ZTF SN Ia DR2: Searching for late-time interaction signatures in Type Ia supernovae from the Zwicky Transient Facility

¹ School of Physics, Trinity College Dublin, The University of Dublin, Dublin 2, Ireland
² Isaac Newton Group (ING), Apt. de correos 321, 38700 Santa Cruz de La Palma, Canary Islands, Spain
³ Department of Physics, Lancaster University, Lancs LA1 4YB, UK
⁴ Université de Lyon, Université Claude-Bernard Lyon 1, CNRS/IN2P3, IP2I Lyon, 69622 Villeurbanne, France
⁵ Deutsches Elektronen Synchrotron DESY, Platanenallee 6, 15738 Zeuthen, Germany
⁶ Institut für Physik, Humboldt-Universität zu Berlin, 12489 Berlin, Germany
⁷ LPNHE, CNRS/IN2P3, Sorbonne Université, Université Paris-Cité, Laboratoire de Physique Nucléaire et de Hautes Énergies, 75005 Paris, France
⁸ Oskar Klein Centre, Department of Physics, Stockholm University, Albanova University Center, 106 91 Stockholm, Sweden
⁹ Institute of Space Sciences (ICE-CSIC), Campus UAB, Carrer de Can Magrans, s/n, 08193 Barcelona, Spain
¹⁰ Institut d’Estudis Espacials de Catalunya (IEEC), 08034 Barcelona, Spain
¹¹ IPAC, California Institute of Technology, 1200 E. California Blvd, Pasadena, CA 91125, USA
¹² Caltech Optical Observatories, California Institute of Technology, Pasadena, CA 91125, USA
¹³ Division of Physics, Mathematics, and Astronomy, California Institute of Technology, Pasadena, CA 91125, USA
¹⁴ Oskar Klein Centre, Department of Astronomy, Stockholm University, Albanova University Center, 106 91 Stockholm, Sweden
¹⁵ European Southern Observatory, Alonso de Córdova 3107, Casilla 19, Santiago, Chile
¹⁶ Millennium Institute of Astrophysics MAS, Nuncio Monsenor Sotero Sanz 100, Off. 104, Providencia, Santiago, Chile
¹⁷ Graduate Institute of Astronomy, National Central University, 300 Jhongda Road, 32001 Jhongli, Taiwan
¹⁸ School of Physics and Astronomy, University of Southampton, Highfield, Southampton SO17 1BJ, UK
¹⁹ Astronomical Observatory, University of Warsaw, Al. Ujazdowskie 4, 00-478 Warszawa, Poland
²⁰ Astrophysics Research Centre, School of Mathematics and Physics, Queens University Belfast, Belfast BT7 1NN, UK

^⋆ Corresponding author; terwelj@tcd.ie

Received: 2 November 2023
Accepted: 25 February 2024

Abstract

The nature of the progenitor systems and explosion mechanisms that give rise to Type Ia supernovae (SNe Ia) are still debated. The interaction signature of circumstellar material (CSM) being swept up by the expanding ejecta can constrain the type of system from which it was ejected. However, most previous studies have focussed on finding CSM ejected shortly before the SN Ia explosion, which still resides close to the explosion site resulting in short delay times until the interaction starts. We used a sample of 3628 SNe Ia from the Zwicky Transient Facility (ZTF) that were discovered between 2018 and 2020 and searched for interaction signatures greater than 100 days after peak brightness.
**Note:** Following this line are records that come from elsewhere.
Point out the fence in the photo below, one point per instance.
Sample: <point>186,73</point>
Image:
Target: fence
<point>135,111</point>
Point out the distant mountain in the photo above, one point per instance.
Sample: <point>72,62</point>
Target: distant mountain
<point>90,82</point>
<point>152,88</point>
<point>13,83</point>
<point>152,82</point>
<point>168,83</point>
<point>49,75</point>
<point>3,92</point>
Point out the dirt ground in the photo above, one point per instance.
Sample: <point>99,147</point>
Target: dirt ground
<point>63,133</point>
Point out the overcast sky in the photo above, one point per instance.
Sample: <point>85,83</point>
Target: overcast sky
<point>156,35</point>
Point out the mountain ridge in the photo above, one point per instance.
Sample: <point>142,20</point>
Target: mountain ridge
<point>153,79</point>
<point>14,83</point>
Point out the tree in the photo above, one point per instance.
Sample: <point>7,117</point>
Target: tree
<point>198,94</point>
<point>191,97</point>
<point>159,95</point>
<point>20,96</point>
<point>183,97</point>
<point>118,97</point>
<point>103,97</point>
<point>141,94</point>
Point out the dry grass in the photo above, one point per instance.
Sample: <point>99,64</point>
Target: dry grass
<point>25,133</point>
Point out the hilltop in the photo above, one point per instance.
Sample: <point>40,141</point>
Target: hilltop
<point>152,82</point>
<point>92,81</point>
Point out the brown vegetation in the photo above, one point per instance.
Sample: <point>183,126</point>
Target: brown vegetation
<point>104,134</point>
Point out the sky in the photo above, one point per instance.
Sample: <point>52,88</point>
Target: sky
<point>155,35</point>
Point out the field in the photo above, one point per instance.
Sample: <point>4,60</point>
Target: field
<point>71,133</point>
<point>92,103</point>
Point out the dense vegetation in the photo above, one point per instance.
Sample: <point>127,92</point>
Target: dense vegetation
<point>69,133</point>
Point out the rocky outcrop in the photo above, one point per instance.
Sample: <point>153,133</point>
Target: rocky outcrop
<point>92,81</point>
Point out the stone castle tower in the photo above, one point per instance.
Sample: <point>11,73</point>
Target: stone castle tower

By binning the late-time light curve data to push the detection limit as deep as possible, we identified potential late-time rebrightening in three SNe Ia (SN 2018grt, SN 2019dlf, and SN 2020tfc). The late-time optical detections occur between 550 and 1450 d after peak brightness, have mean absolute r-band magnitudes of −16.4 to −16.8 mag, and last up to a few hundred days, which is significantly brighter than the late-time CSM interaction discovered in the prototype, SN 2015cp. The late-time detections in the three objects all occur within 0.8 kpc of the host nucleus and are not easily explained by nuclear activity, another transient at a similar sky position, or data quality issues. This is suggestive of environment or specific progenitor characteristics playing a role in the production of potential CSM signatures in these SNe Ia. Through simulating the ZTF survey, we estimate that < 0.5% of normal SNe Ia display a late-time (> 100 d post peak) strong Hα-dominated CSM interaction. This is equivalent to an absolute rate of 8₋₄⁺²⁰ to 54₋₂₆⁺⁹¹ Gpc⁻³ yr⁻¹ assuming a constant SN Ia rate of 2.4 × 10⁻⁵ Mpc⁻³ yr⁻¹ for z ≤ 0.1. Weaker interaction signatures of Hα emission, more similar to the strength seen in SN 2015cp, could be more common but are difficult to constrain with our survey depth.